NO WAY RUBIO:
“In the mid-2000s, Mr. Rubio’s personal finances converged in unusual ways with his political activities. As he climbed the ranks of the Legislature, determined to reach the prestigious post of House speaker, Mr. Rubio set up political action committees to bankroll his political endeavors and obtained a credit card from the Republican Party of Florida.
But he struggled with the new financial responsibilities. “It was a learning curve for him to make sure everyth…ing was being paid out of the right canister,” said Mr. Baxley, the lawmaker.
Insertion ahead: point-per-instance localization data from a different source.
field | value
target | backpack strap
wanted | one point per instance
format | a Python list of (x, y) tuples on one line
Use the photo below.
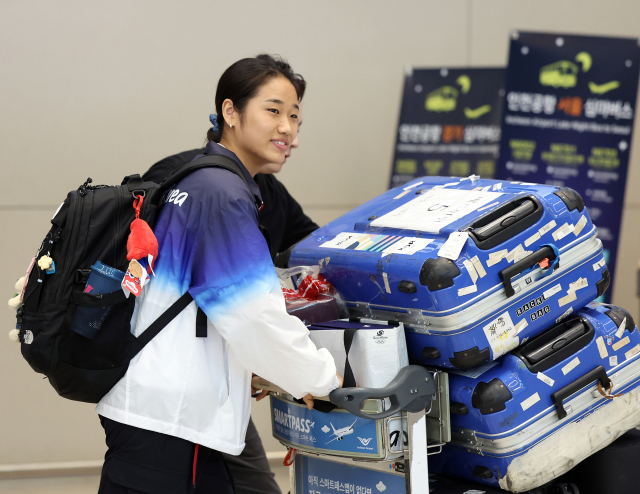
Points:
[(207, 161), (165, 318)]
The structure of the PACs was unorthodox, by Mr. Rubio’s own admission. One of them was run by his wife, and was used to reimburse the couple thousands of dollars for meals, gas and long-distance calls. The other employed three of the Rubio family’s relatives.
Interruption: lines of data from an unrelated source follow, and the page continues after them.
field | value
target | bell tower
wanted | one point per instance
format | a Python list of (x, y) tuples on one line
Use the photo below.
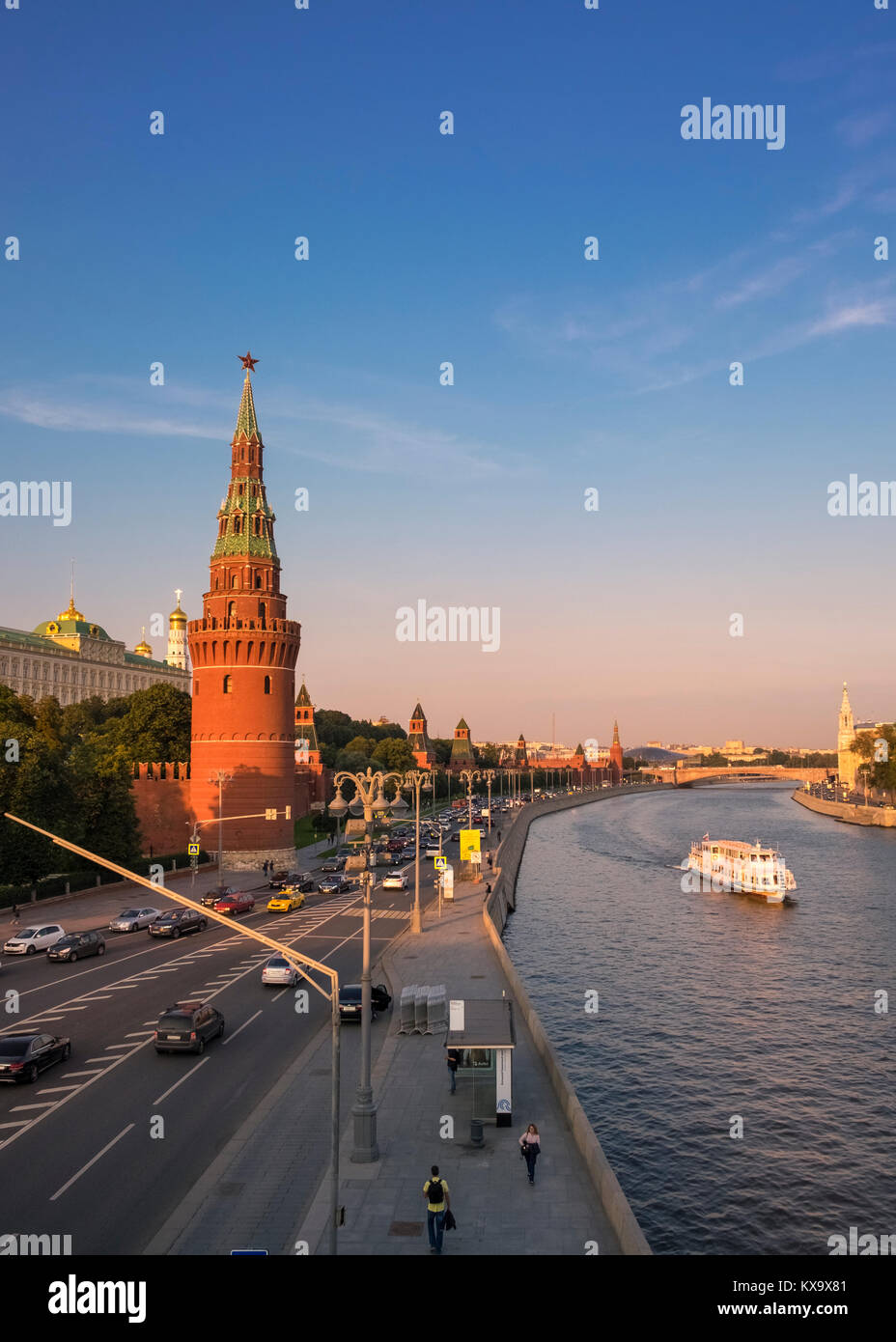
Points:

During his Senate campaign in 2010, his opponents pounced on the arrangement, suggesting he had used the PACs to subsidize his family’s lifestyle. “It wasn’t true,” Mr. Rubio later wrote, “but I had helped create the misunderstanding my opponents exploited.”
His use of the Republican credit card for personal expenses was harder to explain. Records showed that he charged the party’s card for stone pavers at his house and travel to the family reunion in Georgia.
Mr. Rubio blamed a travel agent for the reunion charge and said he had pulled out the wrong credit card to pay for the pavers. “I wish that none of them had ever been charged,” he wrote in his book. He eventually covered the costs of each himself, he said.
But similar practices carried over to Mr. Rubio’s campaign for the Senate, and to the fund-raising group that he created after his election, Reclaim America PAC. A review of campaign finance records shows that Mr. Rubio employed two nephews who had worked for his local PAC years earlier, as well as close friends.
Since 2009, Mr. Rubio’s political organizations have paid at least $90,000 to companies registered by one of the nephews, Orlando
Cicilia III, which provided consulting and video production services.”